Somatic education can be defined as “the use of sensory-motor learning to gain greater voluntary control of one’s physiological process.” While this conference is a meeting of Licensed Andover Educators, affiliates, and other guests with a strong passion for the Body Mapping technique, other somatic practices were acknowledged and explored. As part of the conference, there was a Morning Movement Session in which a Feldenkrais instructor led us through an Awareness Through Movement (ATM) session, which encouraged fluid movement and inclusive awareness of such. There was a seminar discussing Core Movement Integration (CMI) which likens back to aspects of the Alexander Technique and provides systematic, structured building blocks to quality movement called “pathways.”
By expanding my awareness of different somatic practices, I realized they all work towards the same goal, but take different paths to get there. Taking a Feldenkrais ATM session, I was able to work on my inclusive awareness (a major principle of Body Mapping) of my whole body and the kinesthetic feeling of quality, fluid movement. Participating in the CMI seminar allowed me to explore different types of movement in relation to picking up, holding, and playing the flute. While I have more experience with Body Mapping and it is my preferred practice, my willingness to be open to and learn from multiple somatic practices has expanded my knowledge bank and has given me more tools to better equip myself with more ways to improve my overall balance and quality of movement. This is true not just in relation to music making but in my everyday life as well.

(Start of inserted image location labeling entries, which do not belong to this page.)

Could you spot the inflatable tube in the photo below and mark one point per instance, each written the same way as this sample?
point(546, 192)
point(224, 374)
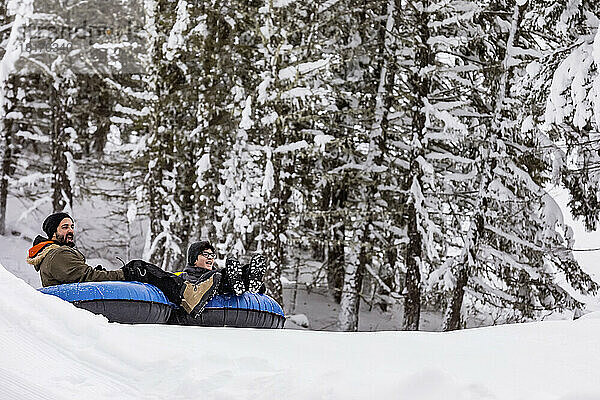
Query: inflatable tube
point(250, 310)
point(124, 302)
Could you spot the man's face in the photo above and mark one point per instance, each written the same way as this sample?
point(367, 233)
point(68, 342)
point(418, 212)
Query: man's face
point(206, 259)
point(65, 233)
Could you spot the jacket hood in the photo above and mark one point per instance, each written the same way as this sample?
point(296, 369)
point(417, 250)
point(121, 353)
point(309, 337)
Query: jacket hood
point(39, 251)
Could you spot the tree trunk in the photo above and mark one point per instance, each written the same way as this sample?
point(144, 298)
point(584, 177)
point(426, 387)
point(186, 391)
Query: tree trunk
point(62, 195)
point(6, 165)
point(335, 253)
point(412, 301)
point(414, 250)
point(353, 278)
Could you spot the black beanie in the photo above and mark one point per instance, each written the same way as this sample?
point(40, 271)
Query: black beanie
point(197, 248)
point(51, 223)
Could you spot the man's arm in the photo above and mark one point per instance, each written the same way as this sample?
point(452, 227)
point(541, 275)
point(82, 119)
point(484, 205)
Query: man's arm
point(67, 267)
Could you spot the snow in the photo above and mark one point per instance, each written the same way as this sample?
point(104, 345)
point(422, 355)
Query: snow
point(52, 350)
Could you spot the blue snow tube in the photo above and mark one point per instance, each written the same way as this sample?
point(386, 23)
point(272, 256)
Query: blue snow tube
point(124, 302)
point(250, 310)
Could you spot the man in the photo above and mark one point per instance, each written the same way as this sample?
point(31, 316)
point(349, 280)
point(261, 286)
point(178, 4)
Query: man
point(235, 277)
point(58, 262)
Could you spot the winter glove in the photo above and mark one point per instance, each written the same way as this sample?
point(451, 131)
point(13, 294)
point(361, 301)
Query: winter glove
point(135, 270)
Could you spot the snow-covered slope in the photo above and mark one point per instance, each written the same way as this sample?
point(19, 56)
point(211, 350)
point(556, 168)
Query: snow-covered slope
point(51, 350)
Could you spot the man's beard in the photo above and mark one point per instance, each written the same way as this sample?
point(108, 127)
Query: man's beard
point(62, 239)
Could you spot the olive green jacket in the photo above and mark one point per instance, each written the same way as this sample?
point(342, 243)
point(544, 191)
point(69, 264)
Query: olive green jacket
point(63, 264)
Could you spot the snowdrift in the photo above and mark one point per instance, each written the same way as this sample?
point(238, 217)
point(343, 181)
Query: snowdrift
point(51, 350)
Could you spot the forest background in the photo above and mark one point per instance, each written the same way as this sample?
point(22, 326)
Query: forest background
point(402, 150)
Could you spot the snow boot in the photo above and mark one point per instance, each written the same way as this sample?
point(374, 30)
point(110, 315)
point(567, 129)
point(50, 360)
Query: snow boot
point(195, 296)
point(256, 271)
point(233, 269)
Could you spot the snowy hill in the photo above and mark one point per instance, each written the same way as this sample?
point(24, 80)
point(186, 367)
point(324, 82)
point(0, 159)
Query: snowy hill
point(52, 350)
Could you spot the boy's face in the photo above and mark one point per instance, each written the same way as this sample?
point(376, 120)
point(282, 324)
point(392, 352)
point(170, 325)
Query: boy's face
point(65, 233)
point(206, 259)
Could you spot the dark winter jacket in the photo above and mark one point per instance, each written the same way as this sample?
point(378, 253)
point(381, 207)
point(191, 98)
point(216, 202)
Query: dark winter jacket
point(195, 274)
point(58, 264)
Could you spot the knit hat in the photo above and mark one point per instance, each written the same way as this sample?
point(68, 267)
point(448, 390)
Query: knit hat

Embodiment is a Lifelong Journey.
As with music, the journey to embody (or fully express) the tenants of Body Mapping is a lifelong practice, there is always something to be learn. There is always another stone turnover. As previously stated, I spent awhile relearning my own body maps (or understanding of my own anatomical structures in relation to size, shape, location, and function). Furthermore, I used these retrained body maps to teach myself how to properly stand and sit balanced to avoid pain and injury. However, after going to the seminar on CMI, I was blown away by experimenting with types of full body movements I could use while playing. The realization that balance is dynamic and not static blew my mind. I also learned a great deal when I played for Amy Likar, the current president of Andover Educators, in a masterclass. She told me that learning a passage of music is not just about notes, fingerings, rhythm, and sound, but it is also about using your whole-body awareness to live in or embody the quality and type of movement required to achieve the desired musical effect. The masterclass was video recorded, and I had the biggest “lightbulb moment” when I played an ornamented passage from Telemann’s Fantasia for Solo Flute in B minor perfectly. I surprised myself with my ability to move freely however I chose while playing. True to the supportive and generous nature of the Andover Educators, my success was met with overwhelming kindness and applause.
While I have made significant strides since my first encounter with Body Mapping in June 2016, my journey is far from over, and is a process I will continue to explore for the rest of my life. The Andover Educators is an organization committed to their work, and they are driven by a belief in their practice and the relentless desire to help other musicians succeed and find freedom in music-making. Attending this conference broadened my circle of friends in the music community and solidified my desire to be more deeply involved in an organization whose technique altered the course of my music career. I would not be where I am today had it not been for the Body Mapping technique and the loving and patient guidance of my mentors in the organization.